In our last post, we looked at some SMBIOS based asset information. In this post we'll start to explore what information is available from IPMI.
As with our previous posts, lets explore the relevant technology a little before we dive into code. IPMI – the Intelligent Platform Management Interface, is a specification that defines how you can monitor and manage the health and hardware assets on a system using what is called a Baseboard Management Controller or BMC. The BMC is a secondary processor/controller that runs in the system and typically has it's own power tap on the power supply, so it's live even when the main system is powered off (as long as the power supply is plugged in.) Most modern server class x86 systems come with a BMC that supports IPMI. The BMC is then hooked up to various sensors and components on the system and can monitor their state independent of the primary CPU and running operating system. Some examples of the types of things BMCs may monitor are chassis intrusion sensors, temperature sensors, presence sensors for devices like hot-plug disk drives, and power supplies. Often the BMC is available on the network through a secondary IP address and can be used for remote management of the system, even if it is powered off (say to power it on – a capability which vCenter's Distributed Power Management feature leverages.) We're not going to focus on remote IPMI in this post, but instead look at the types of information you can retrieve from the BMC via the CIM implementation within ESX. The IPMI specification provides a lot of flexibility to system manufacturers in the type and number of sensors they implement. As a result, the data you see on one system may not match the data you see on another, particularly if those systems are from different manufacturers.

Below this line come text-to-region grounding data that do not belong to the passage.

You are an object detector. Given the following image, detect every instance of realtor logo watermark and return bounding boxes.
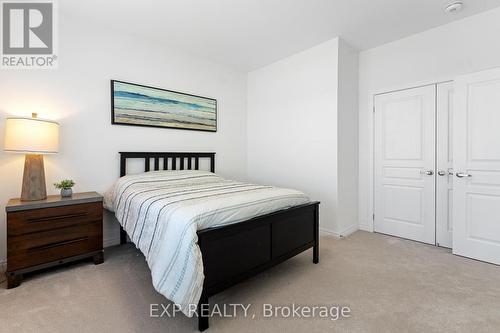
[1,0,57,68]
[150,303,351,321]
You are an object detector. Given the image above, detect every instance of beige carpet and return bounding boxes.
[1,231,500,333]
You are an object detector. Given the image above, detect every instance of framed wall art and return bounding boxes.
[111,80,217,132]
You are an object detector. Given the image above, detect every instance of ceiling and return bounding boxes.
[61,0,500,71]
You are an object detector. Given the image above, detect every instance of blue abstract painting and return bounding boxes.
[111,80,217,132]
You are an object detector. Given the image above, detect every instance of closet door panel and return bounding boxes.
[374,85,436,244]
[453,68,500,265]
[436,82,454,248]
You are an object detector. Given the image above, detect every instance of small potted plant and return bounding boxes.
[54,179,75,197]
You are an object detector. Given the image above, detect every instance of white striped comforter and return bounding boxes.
[106,170,310,316]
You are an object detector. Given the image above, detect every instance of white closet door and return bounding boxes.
[436,82,454,248]
[453,68,500,265]
[374,85,436,244]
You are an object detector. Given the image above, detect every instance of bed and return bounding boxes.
[109,152,320,331]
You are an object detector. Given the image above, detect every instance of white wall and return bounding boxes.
[337,39,359,234]
[247,38,339,232]
[247,38,359,235]
[0,14,248,263]
[358,7,500,230]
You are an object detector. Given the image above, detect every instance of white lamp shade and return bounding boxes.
[4,117,59,153]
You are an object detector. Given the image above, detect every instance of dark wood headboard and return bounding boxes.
[119,152,215,177]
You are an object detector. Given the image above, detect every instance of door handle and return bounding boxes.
[437,170,446,176]
[456,172,472,178]
[420,170,434,176]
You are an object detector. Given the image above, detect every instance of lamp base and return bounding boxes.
[21,154,47,201]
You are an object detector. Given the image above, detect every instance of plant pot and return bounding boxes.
[61,188,73,197]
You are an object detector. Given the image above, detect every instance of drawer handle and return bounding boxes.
[28,237,89,252]
[27,212,89,223]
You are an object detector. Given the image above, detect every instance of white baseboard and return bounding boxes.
[359,223,374,232]
[320,228,340,237]
[320,224,359,238]
[103,236,121,248]
[338,224,358,237]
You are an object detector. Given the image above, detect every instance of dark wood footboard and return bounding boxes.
[196,201,320,331]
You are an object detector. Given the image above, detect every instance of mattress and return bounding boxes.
[105,170,310,316]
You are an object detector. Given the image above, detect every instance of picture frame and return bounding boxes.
[110,80,217,132]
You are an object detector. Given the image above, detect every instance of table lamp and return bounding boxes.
[4,113,59,201]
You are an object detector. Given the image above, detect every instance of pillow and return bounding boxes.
[103,170,220,212]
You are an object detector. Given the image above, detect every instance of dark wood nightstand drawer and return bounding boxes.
[7,221,102,271]
[5,192,104,288]
[7,202,102,236]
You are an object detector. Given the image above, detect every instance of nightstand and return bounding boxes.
[5,192,104,289]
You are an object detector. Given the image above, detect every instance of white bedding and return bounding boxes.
[105,170,310,316]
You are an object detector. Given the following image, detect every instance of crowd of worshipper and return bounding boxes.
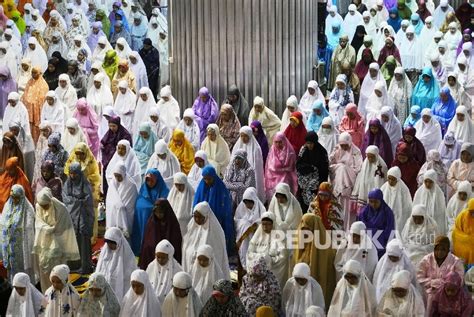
[0,0,474,316]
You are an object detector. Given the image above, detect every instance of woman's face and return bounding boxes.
[67,127,76,135]
[146,174,157,188]
[422,115,431,123]
[113,173,123,182]
[197,255,210,267]
[274,140,284,150]
[131,281,145,295]
[413,215,424,225]
[458,191,468,201]
[387,175,397,187]
[108,123,118,133]
[117,144,127,156]
[75,150,86,161]
[51,276,64,291]
[369,68,378,78]
[367,153,376,163]
[369,125,379,135]
[448,76,456,87]
[193,211,206,225]
[183,117,192,126]
[89,287,103,298]
[207,130,217,141]
[155,252,169,266]
[195,157,205,168]
[456,113,465,122]
[461,150,472,163]
[240,133,250,144]
[424,179,434,189]
[174,183,185,192]
[336,81,345,90]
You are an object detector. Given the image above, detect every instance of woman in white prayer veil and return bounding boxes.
[67,34,91,62]
[16,58,32,97]
[246,211,288,288]
[6,272,46,317]
[43,264,81,317]
[280,95,306,132]
[77,272,121,317]
[177,108,200,151]
[419,16,438,58]
[388,66,413,124]
[395,20,409,48]
[61,118,87,154]
[446,180,472,237]
[334,221,378,281]
[378,107,401,156]
[86,73,114,119]
[376,270,425,316]
[447,105,474,144]
[157,85,181,130]
[299,80,325,117]
[129,51,149,93]
[24,37,48,72]
[358,63,383,117]
[267,182,303,232]
[365,81,394,125]
[33,188,80,292]
[96,227,137,302]
[182,202,230,278]
[232,126,265,202]
[234,187,265,268]
[46,31,68,60]
[401,204,439,267]
[413,170,447,234]
[188,150,208,190]
[115,37,132,60]
[414,108,443,154]
[105,140,142,191]
[0,41,17,78]
[328,259,377,316]
[381,166,412,232]
[92,36,113,62]
[343,4,363,42]
[146,239,183,304]
[167,172,195,236]
[399,25,423,71]
[40,91,65,134]
[432,0,454,27]
[317,116,339,155]
[190,244,225,304]
[3,92,29,136]
[373,239,417,302]
[114,80,136,132]
[105,162,138,238]
[350,145,387,213]
[147,140,181,188]
[98,106,116,140]
[283,262,325,316]
[147,106,171,142]
[55,74,77,119]
[132,87,156,135]
[162,272,203,317]
[200,123,231,177]
[119,269,161,317]
[445,73,470,109]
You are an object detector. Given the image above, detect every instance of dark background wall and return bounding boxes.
[168,0,319,116]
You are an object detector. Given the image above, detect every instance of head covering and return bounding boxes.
[161,271,203,316]
[240,257,282,315]
[77,273,121,316]
[306,100,329,133]
[120,269,161,316]
[137,199,182,270]
[96,227,137,300]
[146,239,183,303]
[169,129,195,174]
[411,67,440,110]
[264,133,298,200]
[361,118,394,165]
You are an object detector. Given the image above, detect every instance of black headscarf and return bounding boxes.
[351,25,367,56]
[51,51,69,74]
[43,58,60,90]
[224,84,250,125]
[296,131,329,181]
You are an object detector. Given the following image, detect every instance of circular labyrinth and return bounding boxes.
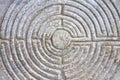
[0,0,120,80]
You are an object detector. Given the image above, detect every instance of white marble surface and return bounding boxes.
[0,0,120,80]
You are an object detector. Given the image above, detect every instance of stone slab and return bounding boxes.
[0,0,120,80]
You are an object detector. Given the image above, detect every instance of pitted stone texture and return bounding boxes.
[0,0,120,80]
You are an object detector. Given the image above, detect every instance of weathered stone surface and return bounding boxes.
[0,0,120,80]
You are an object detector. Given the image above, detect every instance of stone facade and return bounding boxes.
[0,0,120,80]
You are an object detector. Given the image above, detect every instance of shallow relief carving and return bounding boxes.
[0,0,120,80]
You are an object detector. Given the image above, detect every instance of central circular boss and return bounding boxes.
[51,29,71,50]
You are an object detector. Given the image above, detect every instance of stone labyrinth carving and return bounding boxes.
[0,0,120,80]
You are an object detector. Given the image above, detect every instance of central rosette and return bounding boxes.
[51,29,71,50]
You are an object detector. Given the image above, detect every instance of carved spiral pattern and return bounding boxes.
[0,0,120,80]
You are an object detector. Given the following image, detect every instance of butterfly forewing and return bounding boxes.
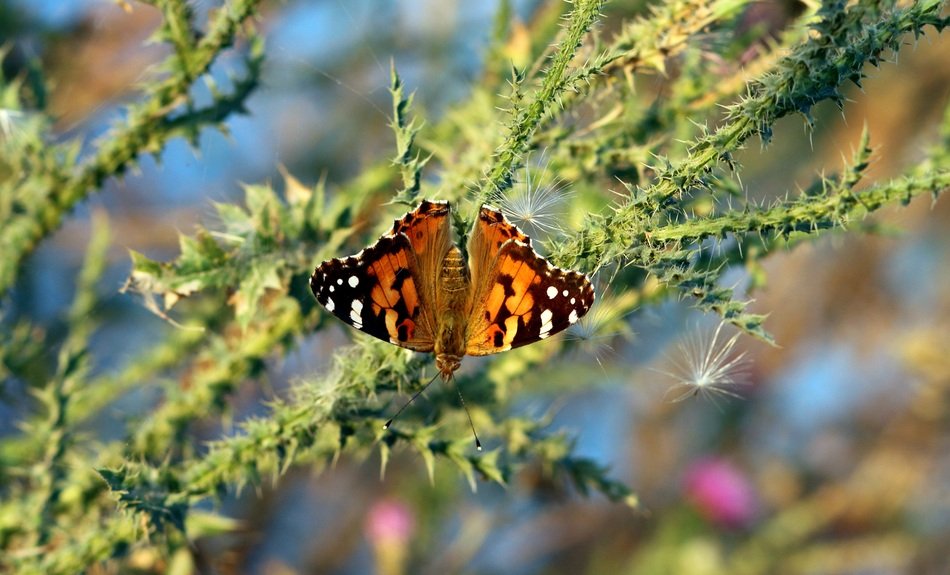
[311,231,434,351]
[502,243,594,349]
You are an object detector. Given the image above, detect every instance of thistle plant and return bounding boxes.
[0,0,947,572]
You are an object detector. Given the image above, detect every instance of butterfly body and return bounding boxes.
[434,246,470,378]
[310,200,594,380]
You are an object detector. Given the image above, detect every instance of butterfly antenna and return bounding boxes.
[384,371,440,430]
[452,376,482,451]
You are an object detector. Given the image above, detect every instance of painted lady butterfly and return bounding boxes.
[310,200,594,381]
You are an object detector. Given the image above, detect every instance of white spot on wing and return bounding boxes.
[348,276,359,288]
[569,309,578,324]
[326,298,335,312]
[350,299,363,321]
[570,297,576,305]
[350,300,364,328]
[546,286,558,299]
[562,289,569,297]
[337,278,343,285]
[329,285,334,293]
[539,308,553,337]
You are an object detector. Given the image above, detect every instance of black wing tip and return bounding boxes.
[309,268,321,297]
[310,261,339,297]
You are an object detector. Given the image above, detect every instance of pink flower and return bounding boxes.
[365,499,416,575]
[684,457,756,528]
[365,499,415,547]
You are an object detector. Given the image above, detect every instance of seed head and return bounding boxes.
[656,321,750,407]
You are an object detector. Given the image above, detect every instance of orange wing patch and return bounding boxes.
[465,242,538,354]
[390,199,450,257]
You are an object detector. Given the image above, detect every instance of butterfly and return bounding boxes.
[309,200,594,382]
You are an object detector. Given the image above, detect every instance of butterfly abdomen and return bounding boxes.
[434,247,471,377]
[439,247,469,293]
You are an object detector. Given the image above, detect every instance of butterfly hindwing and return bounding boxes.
[388,199,452,337]
[311,233,434,351]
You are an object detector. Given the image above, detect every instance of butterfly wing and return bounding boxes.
[389,199,453,320]
[464,206,594,356]
[310,200,452,351]
[466,204,531,284]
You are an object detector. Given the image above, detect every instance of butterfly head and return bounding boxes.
[435,353,462,381]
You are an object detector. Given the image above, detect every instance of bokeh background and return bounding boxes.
[2,0,949,573]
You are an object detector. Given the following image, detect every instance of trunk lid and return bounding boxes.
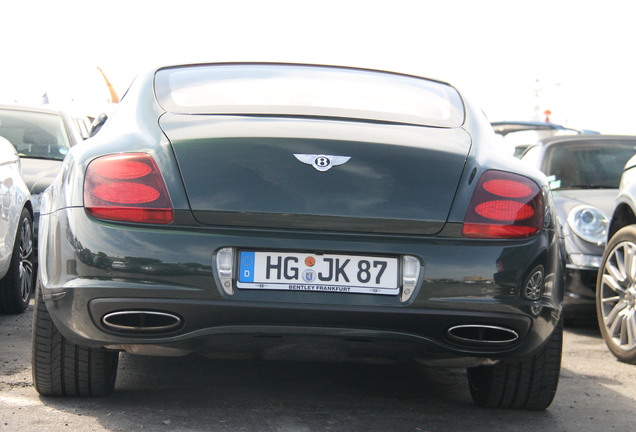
[160,114,471,235]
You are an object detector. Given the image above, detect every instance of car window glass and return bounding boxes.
[0,110,71,161]
[154,64,465,128]
[544,141,636,189]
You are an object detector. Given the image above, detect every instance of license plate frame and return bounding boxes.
[236,250,400,295]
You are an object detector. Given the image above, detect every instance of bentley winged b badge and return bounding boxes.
[294,154,351,172]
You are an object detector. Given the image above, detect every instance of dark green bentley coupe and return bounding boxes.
[33,63,564,409]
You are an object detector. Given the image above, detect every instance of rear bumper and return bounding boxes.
[43,287,557,364]
[39,208,564,365]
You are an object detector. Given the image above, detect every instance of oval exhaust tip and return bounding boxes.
[102,311,183,333]
[447,324,519,347]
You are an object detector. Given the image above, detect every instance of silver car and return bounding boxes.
[520,135,636,317]
[597,152,636,363]
[0,136,34,314]
[0,104,84,240]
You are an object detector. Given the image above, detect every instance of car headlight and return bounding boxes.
[567,205,609,245]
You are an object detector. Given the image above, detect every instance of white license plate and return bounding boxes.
[237,251,399,295]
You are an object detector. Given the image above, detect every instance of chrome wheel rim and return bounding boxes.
[524,270,543,301]
[18,216,34,303]
[599,241,636,352]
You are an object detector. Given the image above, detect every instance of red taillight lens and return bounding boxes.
[482,179,532,198]
[474,200,535,221]
[462,170,543,239]
[84,153,174,224]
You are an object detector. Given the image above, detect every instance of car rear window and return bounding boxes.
[154,64,465,128]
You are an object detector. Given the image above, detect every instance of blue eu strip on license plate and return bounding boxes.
[239,251,255,282]
[236,251,399,295]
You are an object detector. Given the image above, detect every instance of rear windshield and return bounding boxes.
[154,64,465,128]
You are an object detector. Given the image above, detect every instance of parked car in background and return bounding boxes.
[520,135,636,316]
[0,136,34,314]
[597,153,636,363]
[492,121,599,158]
[72,113,94,140]
[33,62,564,409]
[0,104,85,240]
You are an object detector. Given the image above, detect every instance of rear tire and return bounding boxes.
[467,317,562,410]
[0,208,35,314]
[31,276,119,396]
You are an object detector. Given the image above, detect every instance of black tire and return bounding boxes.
[467,317,562,410]
[31,277,119,396]
[0,208,35,314]
[596,225,636,364]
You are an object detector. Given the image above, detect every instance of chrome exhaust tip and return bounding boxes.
[446,324,519,347]
[102,310,183,333]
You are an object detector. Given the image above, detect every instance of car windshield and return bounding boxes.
[0,109,71,161]
[154,64,465,128]
[543,140,636,189]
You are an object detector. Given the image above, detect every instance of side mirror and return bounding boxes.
[89,113,108,138]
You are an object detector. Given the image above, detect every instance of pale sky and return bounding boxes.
[2,0,635,134]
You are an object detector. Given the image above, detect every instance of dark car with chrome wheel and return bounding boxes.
[33,63,564,409]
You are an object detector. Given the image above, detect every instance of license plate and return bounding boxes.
[237,251,399,295]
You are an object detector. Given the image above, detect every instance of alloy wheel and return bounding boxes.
[598,240,636,353]
[18,216,34,303]
[524,269,543,301]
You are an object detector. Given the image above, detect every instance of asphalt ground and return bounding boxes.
[1,304,635,432]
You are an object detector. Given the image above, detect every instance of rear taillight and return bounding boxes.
[462,170,543,239]
[84,153,174,224]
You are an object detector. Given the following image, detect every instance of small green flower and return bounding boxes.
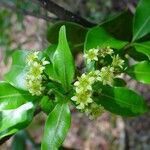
[27,79,45,96]
[85,103,104,119]
[74,73,95,92]
[89,70,101,81]
[71,90,93,109]
[26,51,39,65]
[99,46,114,57]
[100,66,114,85]
[29,62,45,78]
[41,57,50,65]
[111,54,124,69]
[84,48,99,63]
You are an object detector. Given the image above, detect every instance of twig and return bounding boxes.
[1,0,96,27]
[35,0,96,27]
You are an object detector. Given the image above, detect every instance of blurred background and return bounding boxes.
[0,0,150,150]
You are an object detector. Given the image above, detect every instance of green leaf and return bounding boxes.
[44,46,60,83]
[127,47,148,61]
[47,21,87,52]
[84,26,127,51]
[113,78,126,87]
[101,10,133,41]
[44,45,61,83]
[53,25,75,91]
[0,102,35,139]
[41,103,71,150]
[0,81,36,111]
[44,44,57,62]
[134,41,150,58]
[40,96,55,115]
[133,0,150,41]
[45,64,61,83]
[4,50,29,91]
[137,33,150,42]
[96,86,148,116]
[126,61,150,84]
[47,82,65,96]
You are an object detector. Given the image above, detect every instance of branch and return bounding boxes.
[1,0,96,27]
[35,0,96,27]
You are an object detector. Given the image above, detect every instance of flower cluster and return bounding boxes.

IPMI data maps to a number of different profiles. We'll take a look at two in this set of example code, namely DSP1009 – Sensors Profile, and DSP1015 – Power Supply Profile. In this example, we'll also touch on another aspect of CIM technology that can be a little tricky for beginners. The CIM schema often relies on enumerated types, or as CIM refers to them, Value Maps. When you look at the value of a property in an instance, it may be numeric, but that maps to some well defined set of values that are captured in the class definition in the MOF. Lets look at the HealthState property as a simple example of how this works. Here's an excerpt from the CIM_ManagedSystemElement MOF where this property is defined.
[Description (
"Indicates the current health of the element. This "
"attribute expresses the health of this element but not "
"necessarily that of its subcomponents. The possible "
"values are 0 to 30, where 5 means the element is "
"entirely healthy and 30 means the element is completely "
"non-functional. The following continuum is defined: n"
""Non-recoverable Error" (30) – The element has "
"completely failed, and recovery is not possible. All "
"functionality provided by this element has been lost. n"
""Critical Failure" (25) – The element is "
"non-functional and recovery might not be possible. n"
""Major Failure" (20) – The element is failing. It is "
"possible that some or all of the functionality of this "
"component is degraded or not working. n"
""Minor Failure" (15) – All functionality is available "
"but some might be degraded. n"
""Degraded/Warning" (10) – The element is in working "
"order and all functionality is provided. However, the "
"element is not working to the best of its abilities. For "
"example, the element might not be operating at optimal "
"performance or it might be reporting recoverable errors. n"
""OK" (5) – The element is fully functional and is "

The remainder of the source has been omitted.